Luego, hay que buscar coherencia y no disociación entre la política exterior y la política migratoria. Si Chile es uno de los países que más condenan el régimen dictatorial de Maduro, no se comprende que sea de los que menos recibe y peor los trata. Este es el equivalente de la crisis siria en nuestro continente: tres de cada cuatro venezolanos viven en extrema pobreza y cinco millones están en otros países de Latinoamérica. El país que más ha recibido es Brasil y luego Colombia (1,5 y un millón cada uno). A Chile han llegado 500 mil. No somos el primer destino, ni mucho menos, y a varios los han mandado de vuelta con overoles blancos y sin compasión. Las visas de responsabilidad democrática solo se le ha concedido a un 14%. Y luego se preguntan por qué migran desde el desierto.

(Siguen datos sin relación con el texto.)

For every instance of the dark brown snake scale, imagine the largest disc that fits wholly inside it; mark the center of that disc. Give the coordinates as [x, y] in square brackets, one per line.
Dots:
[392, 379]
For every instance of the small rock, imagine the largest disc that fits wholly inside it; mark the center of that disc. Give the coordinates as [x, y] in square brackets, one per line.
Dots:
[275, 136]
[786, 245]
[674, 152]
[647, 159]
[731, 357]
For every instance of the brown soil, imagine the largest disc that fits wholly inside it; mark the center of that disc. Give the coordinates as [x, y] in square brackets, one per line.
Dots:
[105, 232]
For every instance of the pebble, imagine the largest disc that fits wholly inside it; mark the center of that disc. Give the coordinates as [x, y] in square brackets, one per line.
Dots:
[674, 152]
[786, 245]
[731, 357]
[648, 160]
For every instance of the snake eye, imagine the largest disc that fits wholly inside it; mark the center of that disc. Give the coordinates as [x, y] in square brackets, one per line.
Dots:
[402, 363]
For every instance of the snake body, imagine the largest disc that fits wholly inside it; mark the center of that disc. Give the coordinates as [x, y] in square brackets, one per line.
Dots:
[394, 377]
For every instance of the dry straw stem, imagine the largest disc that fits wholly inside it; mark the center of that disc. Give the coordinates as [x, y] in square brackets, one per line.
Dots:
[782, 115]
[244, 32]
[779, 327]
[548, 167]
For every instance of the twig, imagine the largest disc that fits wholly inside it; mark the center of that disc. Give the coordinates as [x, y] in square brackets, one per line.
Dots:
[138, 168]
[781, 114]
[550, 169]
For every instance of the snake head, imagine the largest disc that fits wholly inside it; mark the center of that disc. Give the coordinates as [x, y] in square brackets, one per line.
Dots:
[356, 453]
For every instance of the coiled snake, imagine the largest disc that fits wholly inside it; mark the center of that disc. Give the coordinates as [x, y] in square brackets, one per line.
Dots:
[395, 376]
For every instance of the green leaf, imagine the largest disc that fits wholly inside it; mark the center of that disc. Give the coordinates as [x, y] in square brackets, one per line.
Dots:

Por último, es de la mayor relevancia no transformar esto en un tema de campaña. No avivar -desde la derecha, especialmente la derecha de José Antonio Kast- la llama de quienes sienten esa rabia por sus plazas y espacios ocupados, y los culpan por sus peores condiciones económicas. Comprensible es que sientan que las élites no viven esas tensiones en sus barrios y plazas, pero la solución no es crear falsos enemigos. La búsqueda de los derechos de los migrantes debe ir a la par de la búsqueda de derechos universales para todos y todas las chilenas; de hecho, son parte de una misma búsqueda de mínimos civilizatorios de dignidad y respeto.

A inspirarse en Angela Merkel -si le copiaran sus políticas tanto como la alaban, estaríamos en otra situación- y no en los Bolsonaro de este mundo.

No le echen más leña a esa hoguera macabra que nos avergüenza como país.